Un migrant et un passeur ont été tués par balle par les autorités yéménites, lundi dernier, au moment où leur embarcation accostait. Depuis le mois de septembre, près de 23 000 clandestins, pour l’essentiel Somaliens et Ethiopiens, ont débarqué au Yémen. Un chiffre qui a explosé depuis l’année passée.
Habituellement, les migrants Somaliens et Ethiopiens qui traversent le Golfe d’Aden vers le Yémen, en 48 heures, sous le soleil, meurent de noyade, de fatigue, de coups portés, de faim ou encore de soif. Lundi, les forces de sécurité yéménites ont tiré et tué un clandestin et un passeur alors que leur embarcation accostait sur la plage. Ni les autorités locales ni le Haut commissariat des Nations Unies pour les réfugiés (HCR), qui rapporte l’information, n’étaient joignables vendredi, jour férié dans le pays musulman.
Mais selon l’organisation onusienne, qui a recueilli le témoignage des passagers dans son centre de May’fa, le bateau, qui transportait environ 120 personnes, était arrivé non loin de la ville de Belhaf lorsque les forces de sécurité ont ouvert le feu pour des raisons encore inconnues. Soixante passagers ont repris la mer pour accoster plus loin, après quoi les passeurs ont regagné l’état semi autonome du Puntland, dans le nord de la Somalie, avec les deux corps à bord et celui d’une troisième personne, décédée plus tôt.
Guerre, pauvreté, sécheresse, inondations…
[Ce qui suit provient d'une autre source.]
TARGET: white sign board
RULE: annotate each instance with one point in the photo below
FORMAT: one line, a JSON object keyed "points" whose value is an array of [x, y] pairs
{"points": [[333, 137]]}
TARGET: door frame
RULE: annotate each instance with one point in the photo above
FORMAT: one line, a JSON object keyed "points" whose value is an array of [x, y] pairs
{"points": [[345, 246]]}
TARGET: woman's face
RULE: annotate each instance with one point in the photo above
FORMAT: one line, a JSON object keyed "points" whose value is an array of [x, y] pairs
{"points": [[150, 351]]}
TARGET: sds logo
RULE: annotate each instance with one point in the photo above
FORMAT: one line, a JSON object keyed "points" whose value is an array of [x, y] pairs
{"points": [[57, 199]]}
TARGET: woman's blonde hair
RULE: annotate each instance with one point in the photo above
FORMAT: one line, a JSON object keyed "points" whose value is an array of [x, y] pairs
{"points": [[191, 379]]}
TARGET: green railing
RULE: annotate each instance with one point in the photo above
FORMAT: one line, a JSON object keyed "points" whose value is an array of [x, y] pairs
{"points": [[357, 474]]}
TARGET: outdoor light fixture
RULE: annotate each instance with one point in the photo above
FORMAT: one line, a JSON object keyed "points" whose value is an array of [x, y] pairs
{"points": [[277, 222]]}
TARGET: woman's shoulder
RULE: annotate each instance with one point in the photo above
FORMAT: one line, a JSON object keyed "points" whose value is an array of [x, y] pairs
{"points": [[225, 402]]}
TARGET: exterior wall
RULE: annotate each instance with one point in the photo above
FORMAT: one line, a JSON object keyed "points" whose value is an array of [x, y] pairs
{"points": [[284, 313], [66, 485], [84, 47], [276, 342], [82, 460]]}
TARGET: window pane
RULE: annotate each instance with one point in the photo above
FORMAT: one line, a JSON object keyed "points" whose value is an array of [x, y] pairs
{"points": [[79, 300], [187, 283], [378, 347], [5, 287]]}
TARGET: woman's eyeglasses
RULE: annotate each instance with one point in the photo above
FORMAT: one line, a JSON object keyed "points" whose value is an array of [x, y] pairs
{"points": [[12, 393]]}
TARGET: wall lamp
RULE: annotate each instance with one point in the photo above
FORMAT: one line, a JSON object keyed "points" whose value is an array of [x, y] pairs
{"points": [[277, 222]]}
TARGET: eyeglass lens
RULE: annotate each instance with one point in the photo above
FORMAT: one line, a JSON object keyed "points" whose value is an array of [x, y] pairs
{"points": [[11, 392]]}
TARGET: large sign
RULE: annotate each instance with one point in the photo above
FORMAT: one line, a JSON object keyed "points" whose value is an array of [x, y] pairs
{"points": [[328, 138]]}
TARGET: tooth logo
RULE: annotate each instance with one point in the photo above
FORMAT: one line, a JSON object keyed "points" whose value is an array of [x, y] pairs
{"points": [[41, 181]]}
Depuis le mois de septembre et le début de la saison navigable, qui prend fin au printemps, 23 000 migrants arrivés depuis les côtes somaliennes ont été enregistrés par le HCR. Dans la même période, 360 personnes sont mortes et 150 ont été portées disparues. « C’est très inquiétant de voir un si grand nombre d’arrivées dès le début de la saison de la navigation. Nous avons constaté une augmentation des arrivées de cent pour cent par rapport à l’année dernière à la même période », s’inquiétait dès le mois d’octobre Saado Quol, chargé de protection de l’UNHCR au Yémen. « Malgré nos tentatives pour prévenir les déplacés (…) sur les risques graves encourus et la cruauté des trafiquants, les gens sont si désespérés qu’ils risquent leurs vies en quête de sécurité et de nouvelles opportunités. »
La majorité des migrants sont des Somaliens et, pour une minorité, des Ethiopiens. Les premiers témoignent venir du sud ou du centre de la Somalie. Ils expliquent que leur liberté y est entravée depuis que l’Union des tribunaux islamiques a pris le pouvoir cet été. Le HCR précise que le Yémen, l’un des seuls états signataire de la Convention de 1951 sur les réfugiés dans la région, « accorde systématiquement le statut de réfugié aux ressortissants somaliens qui fuient le conflit dans leur pays » et en font la demande. Le Yémen, qui compte près de 19 millions d’habitants, accueille ainsi près de 88 000 réfugiés sur son sol, dont 84 000 Somaliens.
L’Europe regarde vers la Méditerranée
Un traitement dont ne bénéficient pas les migrants éthiopiens. Ces derniers s’entassent durant des mois sur la côte somalienne, notamment dans la ville de Bossasso, dans le Puntland, avec les Somaliens déplacés, en attendant de réunir les 50 à 70 dollars nécessaires à la traversée du Golfe d’Aden. Selon les autorités, la ville portuaire accueille environ 22 000 déplacés somaliens et plus de 5 000 migrants, essentiellement éthiopiens. Outre la violence, la privation de liberté et la pauvreté, Somaliens et Ethiopiens ont été frappés cette année par une sévère sécheresse et de terribles inondations.
Les pays occidentaux, préoccupés par les flux méditerranéens de l’immigration africaine, sont restés relativement sourds aux appels à l’aide lancés au début de l’année par Antonio Gutterres, le secrétaire général du HCR. Nombre des migrants poursuivent pourtant leur route vers l’Europe. Les autorités du Puntland ont tenté de prendre des mesures contre les passeurs, mais avec des moyens et des résultats insuffisant. Le 25 septembre dernier, le président du Puntland a signé un décret interdisant le trafic d’êtres humains, selon Jennifer Pagonis, porte-parole du HCR, mais des témoignages recueillis au Yémen indiquent que les autorités font peu de différence entre passeurs, migrants ou demandeurs d’asile.
1 300 Ethiopiens ont ainsi été renvoyés de force vers leur pays par les Somaliens en octobre dernier. Pour y remédier, l’organisation onusienne a signé un accord avec l’état semi-autonome, mi-novembre, afin d’assurer la protection des réfugiés et demandeurs d’asile qui pourraient figurer parmi les migrants.